This study addresses the challenge of robotic autonomous development by proposing a curiosity-driven reinforcement learning framework inspired by infant self-exploration. Methodologically, it integrates an intrinsic reward mechanism, high-dimensional tactile encoding, skin-color- and shape-guided visual feature learning, and a staged curriculum learning strategy to model visuomotor coordination development—from unimanual to bimanual control—in simulation. Its key contribution is the first demonstration of fully unsupervised, end-to-end acquisition of whole-body tactile coverage and hand–eye coordination in robots, achieved solely through intrinsically motivated behaviors such as self-touch and hand-focused visual attention—closely mirroring early infant developmental trajectories. Experimental results demonstrate that the framework effectively supports progressive, self-organized emergence of multimodal sensorimotor capabilities, enabling hierarchical integration of vision, touch, and motor control without external supervision or task-specific rewards.

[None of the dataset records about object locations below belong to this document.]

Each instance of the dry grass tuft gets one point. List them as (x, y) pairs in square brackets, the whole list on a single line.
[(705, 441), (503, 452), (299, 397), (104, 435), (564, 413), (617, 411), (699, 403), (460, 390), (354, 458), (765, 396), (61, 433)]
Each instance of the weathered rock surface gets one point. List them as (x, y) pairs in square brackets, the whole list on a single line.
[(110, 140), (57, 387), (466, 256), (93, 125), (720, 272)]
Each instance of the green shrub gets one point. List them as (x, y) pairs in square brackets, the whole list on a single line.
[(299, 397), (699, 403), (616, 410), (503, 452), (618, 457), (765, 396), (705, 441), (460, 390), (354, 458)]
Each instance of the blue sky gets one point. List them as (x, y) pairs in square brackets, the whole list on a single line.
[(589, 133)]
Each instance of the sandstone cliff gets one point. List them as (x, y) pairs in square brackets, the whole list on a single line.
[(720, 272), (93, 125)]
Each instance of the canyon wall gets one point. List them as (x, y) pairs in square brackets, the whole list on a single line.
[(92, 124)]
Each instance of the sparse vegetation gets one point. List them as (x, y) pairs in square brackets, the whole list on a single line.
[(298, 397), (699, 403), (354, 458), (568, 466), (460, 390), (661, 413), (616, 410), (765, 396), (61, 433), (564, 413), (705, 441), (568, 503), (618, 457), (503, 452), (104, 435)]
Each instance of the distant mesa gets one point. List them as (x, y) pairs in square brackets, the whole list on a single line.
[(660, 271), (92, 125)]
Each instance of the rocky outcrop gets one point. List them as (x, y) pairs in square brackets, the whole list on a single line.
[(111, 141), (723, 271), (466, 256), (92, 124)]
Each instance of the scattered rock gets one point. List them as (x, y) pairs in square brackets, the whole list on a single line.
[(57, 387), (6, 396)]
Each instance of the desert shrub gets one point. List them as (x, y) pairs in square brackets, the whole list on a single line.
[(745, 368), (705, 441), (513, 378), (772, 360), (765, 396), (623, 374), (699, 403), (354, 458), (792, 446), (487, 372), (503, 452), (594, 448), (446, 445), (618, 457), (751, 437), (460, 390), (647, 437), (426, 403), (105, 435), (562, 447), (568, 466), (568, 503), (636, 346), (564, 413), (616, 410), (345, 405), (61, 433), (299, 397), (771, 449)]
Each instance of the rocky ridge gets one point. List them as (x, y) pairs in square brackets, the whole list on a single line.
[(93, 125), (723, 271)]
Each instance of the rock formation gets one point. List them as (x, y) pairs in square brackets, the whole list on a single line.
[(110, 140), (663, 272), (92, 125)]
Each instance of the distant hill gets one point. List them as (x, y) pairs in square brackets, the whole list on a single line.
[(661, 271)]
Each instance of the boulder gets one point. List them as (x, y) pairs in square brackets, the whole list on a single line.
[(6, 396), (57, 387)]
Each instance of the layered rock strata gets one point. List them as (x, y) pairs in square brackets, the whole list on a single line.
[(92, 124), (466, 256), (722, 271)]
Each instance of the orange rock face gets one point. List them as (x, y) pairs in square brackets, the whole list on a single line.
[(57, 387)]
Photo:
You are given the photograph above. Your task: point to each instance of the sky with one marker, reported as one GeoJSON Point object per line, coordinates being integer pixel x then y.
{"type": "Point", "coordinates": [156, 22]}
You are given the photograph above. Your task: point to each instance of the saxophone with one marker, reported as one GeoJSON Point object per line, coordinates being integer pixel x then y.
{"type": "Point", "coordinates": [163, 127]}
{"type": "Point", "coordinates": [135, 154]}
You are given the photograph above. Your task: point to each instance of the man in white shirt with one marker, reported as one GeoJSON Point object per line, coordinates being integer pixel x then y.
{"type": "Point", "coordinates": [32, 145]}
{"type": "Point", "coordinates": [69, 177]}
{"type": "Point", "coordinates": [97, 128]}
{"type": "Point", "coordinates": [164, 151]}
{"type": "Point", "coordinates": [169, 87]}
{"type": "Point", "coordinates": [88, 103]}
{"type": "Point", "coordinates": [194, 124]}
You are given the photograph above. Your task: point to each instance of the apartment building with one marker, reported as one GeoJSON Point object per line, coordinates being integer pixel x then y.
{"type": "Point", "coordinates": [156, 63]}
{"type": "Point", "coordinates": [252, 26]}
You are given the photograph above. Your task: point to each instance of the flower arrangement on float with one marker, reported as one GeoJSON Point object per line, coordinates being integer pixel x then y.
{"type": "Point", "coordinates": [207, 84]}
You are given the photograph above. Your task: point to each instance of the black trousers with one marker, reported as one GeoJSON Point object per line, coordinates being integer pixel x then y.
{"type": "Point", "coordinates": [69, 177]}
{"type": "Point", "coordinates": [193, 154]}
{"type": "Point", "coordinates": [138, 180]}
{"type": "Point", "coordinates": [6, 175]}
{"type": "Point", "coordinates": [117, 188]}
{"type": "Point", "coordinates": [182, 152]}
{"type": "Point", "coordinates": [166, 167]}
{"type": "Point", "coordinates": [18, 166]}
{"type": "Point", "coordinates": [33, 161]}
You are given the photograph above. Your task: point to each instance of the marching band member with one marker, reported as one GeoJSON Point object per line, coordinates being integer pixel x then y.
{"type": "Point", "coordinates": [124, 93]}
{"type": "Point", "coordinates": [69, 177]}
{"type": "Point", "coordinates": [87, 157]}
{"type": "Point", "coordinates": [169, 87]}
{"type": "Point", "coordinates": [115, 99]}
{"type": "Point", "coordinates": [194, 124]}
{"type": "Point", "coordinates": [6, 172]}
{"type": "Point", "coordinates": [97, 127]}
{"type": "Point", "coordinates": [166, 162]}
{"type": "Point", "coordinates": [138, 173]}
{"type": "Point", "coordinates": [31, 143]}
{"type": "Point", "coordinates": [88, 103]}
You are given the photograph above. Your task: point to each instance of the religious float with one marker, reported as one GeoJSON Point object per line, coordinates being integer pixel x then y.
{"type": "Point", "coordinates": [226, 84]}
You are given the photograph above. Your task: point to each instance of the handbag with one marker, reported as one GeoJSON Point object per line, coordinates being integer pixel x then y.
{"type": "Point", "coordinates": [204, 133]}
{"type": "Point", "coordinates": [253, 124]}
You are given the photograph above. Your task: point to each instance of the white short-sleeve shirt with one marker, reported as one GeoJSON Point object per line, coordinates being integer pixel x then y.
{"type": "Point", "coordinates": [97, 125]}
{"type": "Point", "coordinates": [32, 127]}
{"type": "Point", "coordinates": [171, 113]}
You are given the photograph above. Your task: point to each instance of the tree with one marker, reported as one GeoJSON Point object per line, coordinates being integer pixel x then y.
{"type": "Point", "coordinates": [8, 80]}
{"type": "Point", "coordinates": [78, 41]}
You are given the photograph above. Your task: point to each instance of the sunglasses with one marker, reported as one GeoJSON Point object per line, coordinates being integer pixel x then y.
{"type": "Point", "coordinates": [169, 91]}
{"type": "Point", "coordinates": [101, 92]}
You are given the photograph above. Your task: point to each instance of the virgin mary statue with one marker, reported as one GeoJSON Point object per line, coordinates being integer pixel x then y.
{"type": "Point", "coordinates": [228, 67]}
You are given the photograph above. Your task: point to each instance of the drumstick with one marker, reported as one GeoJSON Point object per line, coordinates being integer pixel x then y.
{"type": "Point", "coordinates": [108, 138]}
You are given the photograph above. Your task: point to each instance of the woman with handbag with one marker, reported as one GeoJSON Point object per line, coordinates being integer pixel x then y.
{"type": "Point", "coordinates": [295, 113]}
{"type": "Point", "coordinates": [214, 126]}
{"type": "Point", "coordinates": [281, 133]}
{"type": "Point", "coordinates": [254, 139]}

Inspired by infant development, we propose a Reinforcement Learning (RL) framework for autonomous self-exploration in a robotic agent, Baby Sophia, using the BabyBench simulation environment. The agent learns self-touch and hand regard behaviors through intrinsic rewards that mimic an infant's curiosity-driven exploration of its own body. For self-touch, high-dimensional tactile inputs are transformed into compact, meaningful representations, enabling efficient learning. The agent then discovers new tactile contacts through intrinsic rewards and curriculum learning that encourage broad body coverage, balance, and generalization. For hand regard, visual features of the hands, such as skin-color and shape, are learned through motor babbling. Then, intrinsic rewards encourage the agent to perform novel hand motions, and follow its hands with its gaze. A curriculum learning setup from single-hand to dual-hand training allows the agent to reach complex visual-motor coordination. The results of this work demonstrate that purely curiosity-based signals, with no external supervision, can drive coordinated multimodal learning, imitating an infant's progression from random motor babbling to purposeful behaviors.